What Changed Once the Page Started to Convert
Because this case focused on diagnosis and structural optimization rather than a long period of tracking, the post-optimization story is more about operating state than exact numbers.
After the Listing was rebuilt around a coherent sales logic:
- Paid traffic became more valuable.
The same ad clicks now landed on a page that:
- Connected with a clear pain point.
- Demonstrated safety and compatibility.
- Answered hygiene and maintenance concerns.
This improved the likelihood that each click turned into a sale.
- ACOS had a path to move down.
With a stronger conversion rate, every dollar of ad spend could generate more orders, creating room to either:
- Hold spend and improve profitability, or
- Maintain ACOS while scaling volume.
- Organic traffic had a foundation to grow.
As the Listing’s ability to convert improved:
- Amazon had more sales data to work with on relevant keywords.
- The ASIN became less dependent on aggressive ad spend to appear in front of shoppers.
- Operational risk decreased.
The seller was no longer trapped in a cycle of:
- Increasing ad budgets into an underperforming page.
- Blaming ads for what was fundamentally a listing issue.
Instead, they had a better understanding of where to act first when conversion stalls.
Most importantly, the seller’s mental model changed:
- From: “We need better ads and more reviews.”
- To: “Our Listing must earn the right to receive more traffic.”
What Other Amazon Sellers Can Take From This Case
This cat desk hammock is a small, niche product. But the pattern behind it is common across Amazon:
- Ads become harder to optimize.
- ACOS feels stuck.
- Teams default to tweaks in bids, keywords, and budgets.
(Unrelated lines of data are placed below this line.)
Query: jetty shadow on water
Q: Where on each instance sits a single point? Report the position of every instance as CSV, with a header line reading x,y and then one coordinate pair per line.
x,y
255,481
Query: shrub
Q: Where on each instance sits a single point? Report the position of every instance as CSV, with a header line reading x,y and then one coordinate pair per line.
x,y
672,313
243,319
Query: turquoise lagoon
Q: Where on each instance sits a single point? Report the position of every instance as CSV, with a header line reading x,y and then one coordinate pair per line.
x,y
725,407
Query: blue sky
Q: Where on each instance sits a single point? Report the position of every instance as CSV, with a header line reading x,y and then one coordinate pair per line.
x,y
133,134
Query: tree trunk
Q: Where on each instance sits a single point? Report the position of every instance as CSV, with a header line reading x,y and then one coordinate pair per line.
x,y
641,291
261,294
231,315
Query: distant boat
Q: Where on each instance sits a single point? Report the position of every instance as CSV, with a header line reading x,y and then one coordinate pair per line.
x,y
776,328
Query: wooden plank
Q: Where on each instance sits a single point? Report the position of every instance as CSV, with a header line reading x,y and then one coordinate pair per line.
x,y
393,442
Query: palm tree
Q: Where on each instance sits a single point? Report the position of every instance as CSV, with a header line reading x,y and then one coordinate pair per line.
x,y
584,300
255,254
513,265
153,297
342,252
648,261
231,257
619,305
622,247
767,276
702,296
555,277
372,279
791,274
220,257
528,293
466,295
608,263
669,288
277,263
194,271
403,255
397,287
- The product page is assumed to be “good enough” because it looks decent.
What DeepBI’s diagnosis showed in this case is:
1. High or unstable ACOS is often a Listing problem in disguise.
Ads can deliver the right traffic, but if the product page doesn’t:
- Nail the primary pain point,
- Show clear benefits and proof,
- Build trust through visuals and A+ content,
then traffic will not convert reliably.
1. Title, main image, bullets, and A+ must form a single story.
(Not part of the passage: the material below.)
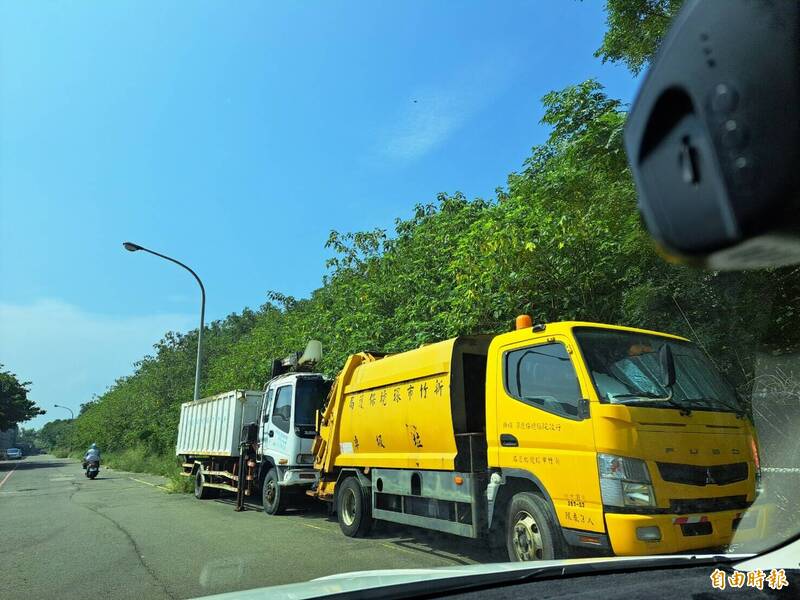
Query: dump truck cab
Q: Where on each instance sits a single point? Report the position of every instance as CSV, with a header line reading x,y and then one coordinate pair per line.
x,y
288,426
627,461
The benchmark Listing won not because of one magic element, but because:
- The title matched search behavior and framed a clear benefit.
- Images visualized function and safety.
- Bullets walked through a buying logic.
- A+ connected all of it into a human, relatable narrative.
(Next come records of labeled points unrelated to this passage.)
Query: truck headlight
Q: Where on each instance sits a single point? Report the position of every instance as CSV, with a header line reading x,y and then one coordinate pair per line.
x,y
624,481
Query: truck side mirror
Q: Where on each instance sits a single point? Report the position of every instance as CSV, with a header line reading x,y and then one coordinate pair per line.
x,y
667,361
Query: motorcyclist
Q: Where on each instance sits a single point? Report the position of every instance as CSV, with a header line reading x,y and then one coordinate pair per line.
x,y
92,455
1. Before scaling ads, judge whether the page deserves more traffic.
A simple competitor-based scoring revealed a –37 point gap, anchored by a missing A+ and weak sales logic. Without addressing that, more spend would only magnify the weakness.
1. Advertising efficiency is built on page-level conversion capacity.
Once the Listing’s ability to convert improved, ads regained their role as a growth lever rather than an expensive crutch.
For Amazon sellers, the lesson is less about cat furniture and more about diagnosis: whenever you feel “we’ve tried everything in ads,” it is worth asking whether the true constraint sits on the product page. DeepBI’s value in this case was not about adding another knob in ad optimization; it was about seeing that the bucket was leaking and insisting on fixing it before pouring in more water.